If you are only interested in dimension reduction ability of PLS, then you are interested in using the X scores of PLS obtained by, say, first h number of components. If, for some reason, you want to use these scores as an input to another regression method, I suggest you to cross-validate the entire modeling steps.
There is also a way of using PCA for regression which is called Principle Components Regression (PCR) in which the obtained scores are used as X matrix for the following OLS with same Y. However, I have never seen it performing better than PLSR. Furthermore, there is this article by the author of famous SIMPLS algorithm of PLS, namely PLS fits closer than PCR.
Finally, on your main question, if what you meant by step-wise regression for "which components to use" rather than "how many first h components to use", I do not see any reason to use that approach. The first h component approach is almost always better.
Edit: Honestly, I don't know much about rolling regression and time series.
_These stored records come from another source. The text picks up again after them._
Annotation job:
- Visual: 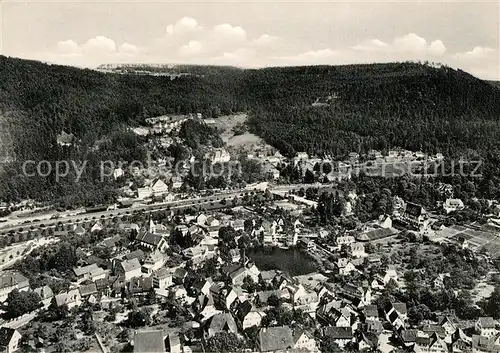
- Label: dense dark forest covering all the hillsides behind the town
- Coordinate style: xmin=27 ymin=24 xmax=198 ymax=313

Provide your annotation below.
xmin=0 ymin=56 xmax=500 ymax=206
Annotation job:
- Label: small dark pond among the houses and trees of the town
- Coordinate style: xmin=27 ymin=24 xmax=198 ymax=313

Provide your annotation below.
xmin=246 ymin=248 xmax=318 ymax=276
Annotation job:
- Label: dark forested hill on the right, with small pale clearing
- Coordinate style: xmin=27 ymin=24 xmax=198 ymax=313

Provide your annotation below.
xmin=244 ymin=63 xmax=500 ymax=156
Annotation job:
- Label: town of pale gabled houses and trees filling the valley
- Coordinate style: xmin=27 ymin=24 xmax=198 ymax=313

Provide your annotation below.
xmin=0 ymin=113 xmax=500 ymax=353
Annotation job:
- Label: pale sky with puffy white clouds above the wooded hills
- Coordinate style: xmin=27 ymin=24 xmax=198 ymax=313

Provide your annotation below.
xmin=0 ymin=0 xmax=500 ymax=80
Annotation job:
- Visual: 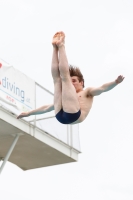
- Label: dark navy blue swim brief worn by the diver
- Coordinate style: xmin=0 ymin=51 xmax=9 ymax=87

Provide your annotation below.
xmin=56 ymin=109 xmax=81 ymax=124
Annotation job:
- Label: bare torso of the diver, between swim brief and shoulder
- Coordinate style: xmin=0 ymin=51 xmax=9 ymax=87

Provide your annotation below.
xmin=72 ymin=90 xmax=93 ymax=124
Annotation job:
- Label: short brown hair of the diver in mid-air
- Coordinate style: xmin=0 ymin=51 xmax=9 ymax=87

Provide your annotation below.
xmin=69 ymin=64 xmax=84 ymax=87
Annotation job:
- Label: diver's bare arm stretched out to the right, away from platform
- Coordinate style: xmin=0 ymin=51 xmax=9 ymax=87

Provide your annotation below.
xmin=87 ymin=75 xmax=124 ymax=96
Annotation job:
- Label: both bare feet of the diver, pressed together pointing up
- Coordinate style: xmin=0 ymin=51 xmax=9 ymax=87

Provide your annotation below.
xmin=52 ymin=31 xmax=65 ymax=47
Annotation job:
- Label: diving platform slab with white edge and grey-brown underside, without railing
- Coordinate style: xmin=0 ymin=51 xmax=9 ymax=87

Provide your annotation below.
xmin=0 ymin=106 xmax=81 ymax=171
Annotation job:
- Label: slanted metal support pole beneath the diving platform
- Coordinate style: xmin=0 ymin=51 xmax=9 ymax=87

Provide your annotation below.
xmin=0 ymin=134 xmax=20 ymax=174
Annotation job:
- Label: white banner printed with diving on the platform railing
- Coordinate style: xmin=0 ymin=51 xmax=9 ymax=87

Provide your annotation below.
xmin=0 ymin=59 xmax=35 ymax=112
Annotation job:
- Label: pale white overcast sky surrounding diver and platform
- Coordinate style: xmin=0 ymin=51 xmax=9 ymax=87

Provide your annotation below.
xmin=0 ymin=0 xmax=133 ymax=200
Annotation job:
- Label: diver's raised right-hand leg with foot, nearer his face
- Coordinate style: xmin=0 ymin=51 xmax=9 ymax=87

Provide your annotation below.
xmin=56 ymin=32 xmax=80 ymax=113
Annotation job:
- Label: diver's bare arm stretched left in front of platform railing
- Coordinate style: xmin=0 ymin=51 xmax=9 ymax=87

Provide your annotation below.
xmin=17 ymin=104 xmax=54 ymax=119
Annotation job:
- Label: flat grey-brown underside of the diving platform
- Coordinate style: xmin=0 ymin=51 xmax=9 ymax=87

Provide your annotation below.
xmin=0 ymin=119 xmax=76 ymax=170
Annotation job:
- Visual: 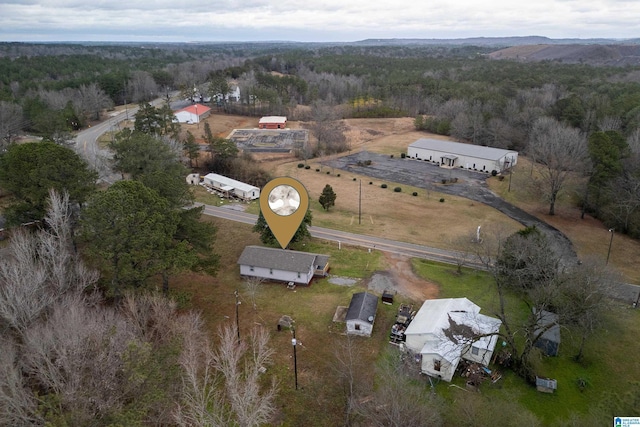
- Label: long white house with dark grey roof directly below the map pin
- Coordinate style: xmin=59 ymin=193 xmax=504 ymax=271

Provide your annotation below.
xmin=238 ymin=246 xmax=329 ymax=285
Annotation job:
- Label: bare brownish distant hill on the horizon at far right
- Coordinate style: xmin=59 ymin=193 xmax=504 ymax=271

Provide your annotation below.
xmin=487 ymin=44 xmax=640 ymax=66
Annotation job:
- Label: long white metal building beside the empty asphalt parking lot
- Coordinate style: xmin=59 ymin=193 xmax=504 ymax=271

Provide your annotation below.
xmin=407 ymin=138 xmax=518 ymax=173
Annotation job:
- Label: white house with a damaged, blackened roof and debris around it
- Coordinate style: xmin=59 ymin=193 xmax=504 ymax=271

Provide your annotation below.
xmin=404 ymin=298 xmax=502 ymax=381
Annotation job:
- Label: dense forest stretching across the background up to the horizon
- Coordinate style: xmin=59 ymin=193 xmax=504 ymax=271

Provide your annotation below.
xmin=0 ymin=43 xmax=640 ymax=237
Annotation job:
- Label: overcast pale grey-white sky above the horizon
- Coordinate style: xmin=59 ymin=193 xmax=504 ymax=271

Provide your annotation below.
xmin=0 ymin=0 xmax=640 ymax=42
However, the reason to choose first h number of components should apply to all cases and is about the theory of PLS. Basically, the first component is the direction for X that maximizes the covariance with Y that follows a set of rules such as the orthogonality of weights which are used to obtain X scores. The calculation of next components is then accomplished by removing covariance that are covered by previous components and finding a new direction that aims to cover remaining covariance as much as possible while obeying the same certain criterions. Selecting, for example, 1st and 3rd components and leaving the 2nd out would be like skipping the 2nd digit while simply multiplying two 3 digit numbers. It is arguable that "digit" may not come out useful, but it is wise to keep it.
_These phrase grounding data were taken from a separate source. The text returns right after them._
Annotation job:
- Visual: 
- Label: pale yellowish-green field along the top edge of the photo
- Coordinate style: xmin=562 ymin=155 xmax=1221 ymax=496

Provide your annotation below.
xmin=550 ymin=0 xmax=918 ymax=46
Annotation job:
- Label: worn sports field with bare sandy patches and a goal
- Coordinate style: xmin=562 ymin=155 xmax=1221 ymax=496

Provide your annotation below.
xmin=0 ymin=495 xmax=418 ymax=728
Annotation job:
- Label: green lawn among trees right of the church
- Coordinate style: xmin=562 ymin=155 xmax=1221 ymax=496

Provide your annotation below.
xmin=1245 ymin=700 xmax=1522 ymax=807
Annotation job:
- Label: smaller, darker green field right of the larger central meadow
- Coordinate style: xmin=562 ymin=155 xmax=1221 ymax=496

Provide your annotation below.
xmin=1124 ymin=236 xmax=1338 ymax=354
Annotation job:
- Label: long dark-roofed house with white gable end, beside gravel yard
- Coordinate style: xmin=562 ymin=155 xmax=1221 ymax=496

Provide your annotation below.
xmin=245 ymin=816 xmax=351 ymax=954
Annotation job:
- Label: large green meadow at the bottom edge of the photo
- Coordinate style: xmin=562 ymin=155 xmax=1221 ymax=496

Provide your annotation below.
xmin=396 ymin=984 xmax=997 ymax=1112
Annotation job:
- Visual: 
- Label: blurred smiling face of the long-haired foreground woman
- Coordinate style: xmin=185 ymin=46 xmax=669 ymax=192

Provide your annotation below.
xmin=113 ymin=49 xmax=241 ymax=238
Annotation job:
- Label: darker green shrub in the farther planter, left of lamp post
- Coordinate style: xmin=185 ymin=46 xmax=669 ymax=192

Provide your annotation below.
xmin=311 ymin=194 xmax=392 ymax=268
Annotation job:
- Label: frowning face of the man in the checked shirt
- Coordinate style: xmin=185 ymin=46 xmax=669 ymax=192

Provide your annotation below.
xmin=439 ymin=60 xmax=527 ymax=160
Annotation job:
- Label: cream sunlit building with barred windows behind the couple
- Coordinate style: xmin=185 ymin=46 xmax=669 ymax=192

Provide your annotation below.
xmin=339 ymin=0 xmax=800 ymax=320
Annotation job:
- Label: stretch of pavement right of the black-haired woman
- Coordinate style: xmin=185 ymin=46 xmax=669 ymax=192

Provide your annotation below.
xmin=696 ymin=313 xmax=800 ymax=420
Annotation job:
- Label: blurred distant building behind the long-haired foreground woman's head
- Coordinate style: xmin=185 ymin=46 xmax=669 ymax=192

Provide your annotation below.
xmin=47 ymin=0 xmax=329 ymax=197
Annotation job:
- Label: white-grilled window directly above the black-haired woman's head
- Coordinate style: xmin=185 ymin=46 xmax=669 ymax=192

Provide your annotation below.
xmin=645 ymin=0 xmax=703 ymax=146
Edit2: to @Frank Harrell , I totally disagree with you. See the quotation directly from the article: Geladi, Paul, and Bruce R. Kowalski. "Partial least-squares regression: a tutorial." Analytica chimica acta 185 (1986): 1-17.
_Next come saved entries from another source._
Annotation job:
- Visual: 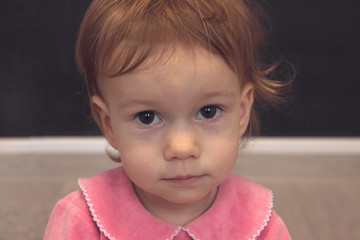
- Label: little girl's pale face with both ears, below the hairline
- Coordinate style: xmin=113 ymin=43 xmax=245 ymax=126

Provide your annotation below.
xmin=92 ymin=48 xmax=253 ymax=215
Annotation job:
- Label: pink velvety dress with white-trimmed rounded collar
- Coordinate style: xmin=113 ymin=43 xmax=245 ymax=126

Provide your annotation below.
xmin=44 ymin=167 xmax=291 ymax=240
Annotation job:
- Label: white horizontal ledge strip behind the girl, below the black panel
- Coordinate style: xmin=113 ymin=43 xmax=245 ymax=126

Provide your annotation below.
xmin=0 ymin=137 xmax=360 ymax=156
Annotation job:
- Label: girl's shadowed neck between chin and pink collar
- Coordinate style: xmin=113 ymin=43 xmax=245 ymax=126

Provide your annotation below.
xmin=134 ymin=185 xmax=217 ymax=226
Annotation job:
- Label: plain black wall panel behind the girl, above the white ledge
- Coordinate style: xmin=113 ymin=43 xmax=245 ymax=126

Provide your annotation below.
xmin=0 ymin=0 xmax=360 ymax=137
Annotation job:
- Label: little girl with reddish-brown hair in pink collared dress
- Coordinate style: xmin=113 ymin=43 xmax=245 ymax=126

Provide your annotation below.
xmin=45 ymin=0 xmax=290 ymax=240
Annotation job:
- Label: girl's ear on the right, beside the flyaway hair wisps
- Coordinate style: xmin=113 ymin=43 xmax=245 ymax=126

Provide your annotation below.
xmin=240 ymin=83 xmax=254 ymax=137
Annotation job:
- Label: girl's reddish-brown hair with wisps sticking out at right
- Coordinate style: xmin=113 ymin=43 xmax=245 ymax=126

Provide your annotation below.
xmin=76 ymin=0 xmax=291 ymax=142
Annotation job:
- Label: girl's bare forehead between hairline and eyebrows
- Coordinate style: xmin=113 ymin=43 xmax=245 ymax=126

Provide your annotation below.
xmin=104 ymin=51 xmax=240 ymax=107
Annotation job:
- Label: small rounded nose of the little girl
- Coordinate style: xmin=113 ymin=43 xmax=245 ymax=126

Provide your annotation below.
xmin=164 ymin=125 xmax=200 ymax=161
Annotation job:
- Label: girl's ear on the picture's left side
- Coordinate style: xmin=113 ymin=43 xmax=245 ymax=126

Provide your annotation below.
xmin=91 ymin=95 xmax=117 ymax=149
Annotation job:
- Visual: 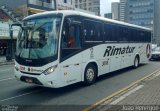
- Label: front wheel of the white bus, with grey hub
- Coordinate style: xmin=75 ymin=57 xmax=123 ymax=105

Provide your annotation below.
xmin=84 ymin=64 xmax=97 ymax=85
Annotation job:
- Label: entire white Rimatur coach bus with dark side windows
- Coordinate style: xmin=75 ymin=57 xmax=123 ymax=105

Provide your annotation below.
xmin=15 ymin=11 xmax=151 ymax=88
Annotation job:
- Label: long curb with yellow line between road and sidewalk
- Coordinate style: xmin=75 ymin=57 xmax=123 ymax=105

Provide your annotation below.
xmin=82 ymin=69 xmax=160 ymax=111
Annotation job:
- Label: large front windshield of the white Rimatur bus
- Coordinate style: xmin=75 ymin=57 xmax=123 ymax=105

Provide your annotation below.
xmin=16 ymin=16 xmax=61 ymax=59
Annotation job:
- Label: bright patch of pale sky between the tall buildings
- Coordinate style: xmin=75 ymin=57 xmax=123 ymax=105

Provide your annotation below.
xmin=100 ymin=0 xmax=119 ymax=15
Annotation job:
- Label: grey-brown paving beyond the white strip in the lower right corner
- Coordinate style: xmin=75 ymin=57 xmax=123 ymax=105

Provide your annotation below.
xmin=117 ymin=76 xmax=160 ymax=106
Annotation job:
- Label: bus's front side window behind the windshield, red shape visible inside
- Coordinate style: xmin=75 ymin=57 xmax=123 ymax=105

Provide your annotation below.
xmin=61 ymin=21 xmax=81 ymax=61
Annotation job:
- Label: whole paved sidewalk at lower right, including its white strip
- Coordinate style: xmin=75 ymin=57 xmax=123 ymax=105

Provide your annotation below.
xmin=87 ymin=70 xmax=160 ymax=111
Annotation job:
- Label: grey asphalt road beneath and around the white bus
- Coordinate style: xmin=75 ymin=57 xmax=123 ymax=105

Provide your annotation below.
xmin=0 ymin=61 xmax=160 ymax=109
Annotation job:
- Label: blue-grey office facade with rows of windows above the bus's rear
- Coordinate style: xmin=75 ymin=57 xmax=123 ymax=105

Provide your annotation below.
xmin=127 ymin=0 xmax=154 ymax=28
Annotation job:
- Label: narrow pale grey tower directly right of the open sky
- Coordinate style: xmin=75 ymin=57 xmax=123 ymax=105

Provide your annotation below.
xmin=111 ymin=2 xmax=120 ymax=20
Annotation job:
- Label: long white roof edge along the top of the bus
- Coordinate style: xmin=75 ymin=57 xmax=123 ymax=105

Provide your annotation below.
xmin=24 ymin=10 xmax=151 ymax=31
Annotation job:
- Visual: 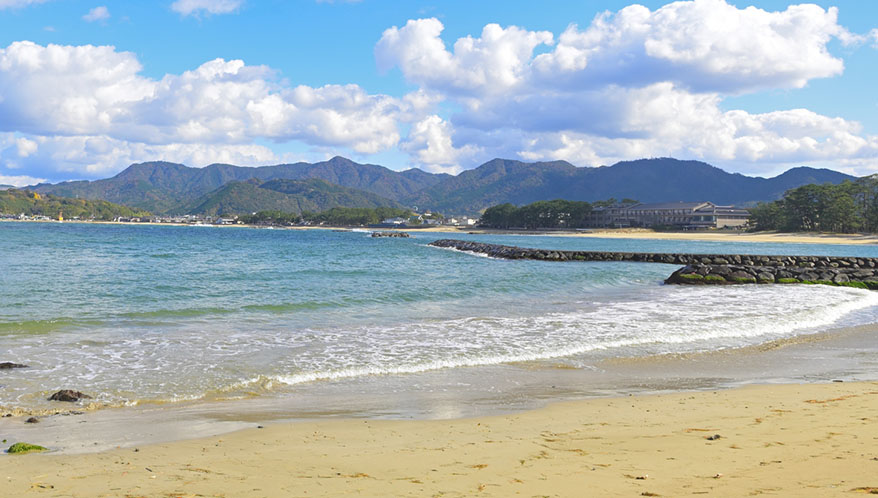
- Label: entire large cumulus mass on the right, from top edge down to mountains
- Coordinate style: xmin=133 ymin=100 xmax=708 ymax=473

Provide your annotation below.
xmin=375 ymin=0 xmax=878 ymax=172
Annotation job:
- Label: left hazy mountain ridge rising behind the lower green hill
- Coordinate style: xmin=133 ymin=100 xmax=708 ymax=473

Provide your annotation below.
xmin=34 ymin=157 xmax=449 ymax=213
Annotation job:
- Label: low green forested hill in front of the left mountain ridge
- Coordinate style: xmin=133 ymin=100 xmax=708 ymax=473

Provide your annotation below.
xmin=180 ymin=178 xmax=400 ymax=215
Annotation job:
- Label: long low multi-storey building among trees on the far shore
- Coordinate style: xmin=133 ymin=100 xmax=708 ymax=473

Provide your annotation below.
xmin=586 ymin=202 xmax=750 ymax=230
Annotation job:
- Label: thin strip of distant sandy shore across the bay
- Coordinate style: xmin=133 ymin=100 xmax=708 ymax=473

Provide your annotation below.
xmin=6 ymin=220 xmax=878 ymax=245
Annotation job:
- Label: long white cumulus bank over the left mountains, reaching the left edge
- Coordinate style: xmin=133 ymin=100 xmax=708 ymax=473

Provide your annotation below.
xmin=0 ymin=42 xmax=428 ymax=179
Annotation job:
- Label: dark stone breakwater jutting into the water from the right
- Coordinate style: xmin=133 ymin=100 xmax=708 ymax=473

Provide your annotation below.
xmin=430 ymin=239 xmax=878 ymax=289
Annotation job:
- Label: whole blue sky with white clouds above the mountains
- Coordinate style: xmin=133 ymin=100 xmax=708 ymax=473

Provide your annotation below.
xmin=0 ymin=0 xmax=878 ymax=186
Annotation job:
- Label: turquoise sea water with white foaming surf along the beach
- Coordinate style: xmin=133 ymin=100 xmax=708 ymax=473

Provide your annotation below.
xmin=0 ymin=223 xmax=878 ymax=412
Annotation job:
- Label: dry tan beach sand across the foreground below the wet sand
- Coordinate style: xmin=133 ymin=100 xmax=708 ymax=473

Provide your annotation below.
xmin=0 ymin=382 xmax=878 ymax=497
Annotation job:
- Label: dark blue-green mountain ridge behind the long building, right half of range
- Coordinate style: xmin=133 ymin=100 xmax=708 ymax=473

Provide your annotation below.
xmin=403 ymin=158 xmax=855 ymax=213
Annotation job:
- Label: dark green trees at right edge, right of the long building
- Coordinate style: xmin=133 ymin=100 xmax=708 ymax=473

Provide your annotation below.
xmin=750 ymin=179 xmax=878 ymax=233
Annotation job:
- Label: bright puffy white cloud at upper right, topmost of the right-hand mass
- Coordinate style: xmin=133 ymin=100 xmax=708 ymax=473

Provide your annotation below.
xmin=534 ymin=0 xmax=848 ymax=93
There are certain cases, i.e. when there is no local minima, selecting many number of components may lead to modeling of noise thus overfitting. However, since one can not choose number of components arbitrarily or one can not include all components, (because doing so makes PLS equivalent to OLS) CV for number of components is the way to go. PLS utilizing Y matrix makes no exception to that. Ridge, LASSO, PLSR, PCR all needs CV for selecting alpha, lambda and alpha, number of latent variables and principle components, respectively.